I'm not quite sure how to start this.
For one thing, I think it's sad that so many people get backed into a corner on this one.
I was in the same place when I got pregnant. And I ended up smoking through the whole pregnancy, unfortunately. I felt, and still feel that it's impossible to ask for support, the minute you do people are looking down their nose at you for doing it in the first place. I never felt that I could even reach out for help because there would always be someone judging me right away, the more people looked down on me the harder it was for me to give it up, because I felt anxious all the time.

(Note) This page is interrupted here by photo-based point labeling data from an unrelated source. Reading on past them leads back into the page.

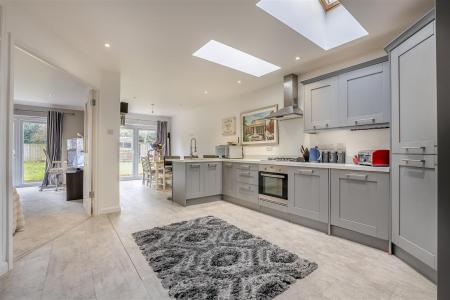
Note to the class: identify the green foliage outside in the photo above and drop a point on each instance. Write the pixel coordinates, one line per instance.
(33, 171)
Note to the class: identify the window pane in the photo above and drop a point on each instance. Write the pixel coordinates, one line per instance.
(34, 142)
(126, 152)
(146, 138)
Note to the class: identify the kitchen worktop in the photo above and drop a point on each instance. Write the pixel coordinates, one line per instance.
(289, 163)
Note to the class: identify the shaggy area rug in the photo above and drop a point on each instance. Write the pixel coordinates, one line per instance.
(207, 258)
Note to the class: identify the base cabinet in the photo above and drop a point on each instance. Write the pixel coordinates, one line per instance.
(308, 193)
(228, 179)
(360, 202)
(414, 206)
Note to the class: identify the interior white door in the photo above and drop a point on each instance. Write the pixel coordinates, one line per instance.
(89, 147)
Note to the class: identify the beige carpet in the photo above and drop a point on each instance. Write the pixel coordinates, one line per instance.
(47, 216)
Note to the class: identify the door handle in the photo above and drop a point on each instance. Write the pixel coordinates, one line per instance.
(414, 148)
(305, 172)
(272, 175)
(407, 161)
(361, 177)
(364, 121)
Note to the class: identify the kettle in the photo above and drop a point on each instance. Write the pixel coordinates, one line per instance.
(314, 154)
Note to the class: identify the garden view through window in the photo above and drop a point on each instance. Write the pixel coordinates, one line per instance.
(34, 142)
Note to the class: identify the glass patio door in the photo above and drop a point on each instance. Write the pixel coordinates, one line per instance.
(30, 142)
(135, 142)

Imagine going into your doctor with, say, an infection. You expect the doctor to treat you, but instead the doctor says "what the hell is wrong with you, getting an infection. Just stop being infected!" and sends you on your merry way. I have never understood how people rationalize making people feel small as a means of overcoming an addiction, especially an addiction that is soothing. If you use something for years as a way of calming yourself, people making you feel bad is only going to result in a need to calm yourself.
Addiction is a powerful thing. It's not a logical thing, and loving someone enough doesn't make it easier to overcome. I love my son more than anything in the world, but that doesn't help so much when every part of me is screaming for a cigarette.
I really wish that society in general would stop treating smokers like modern-day lepers and instead try supporting and helping others to give up the habit, because contrary to what people think, the majority of us don't want to do it. Personally I wish i'd never started, but I did so now I have to find a way to break free from it, easier said than done.
I think the best advice is don't overwhelm yourself, setting the bar too high. Think about how to not smoke that next cigarette, not how you're going to make it through the day or week or month. Wait 10 minutes before you smoke, often the craving will have disappeared by then. Don't kick yourself if you cave in and have one, and don't let one cigarette blow your effort. Keep trying even if you do give in once or twice. One cigarette a day is far more healthy than 20, even if it's not ideal.
And try to find people to support you in it.
I checked on this topic because I want to have another baby, and I want to do it right this time. I know I need to quit, but never find supportive words, only judging.
And for the record, my son was born totally healthy and to this day has no medical problems. I'm thankful that he dodged the bullet, and I don't say that as a cop-out, there are definitely high risks with smoking. But you also can't tell anyone that they are definitely doing major harm, because you don't know that.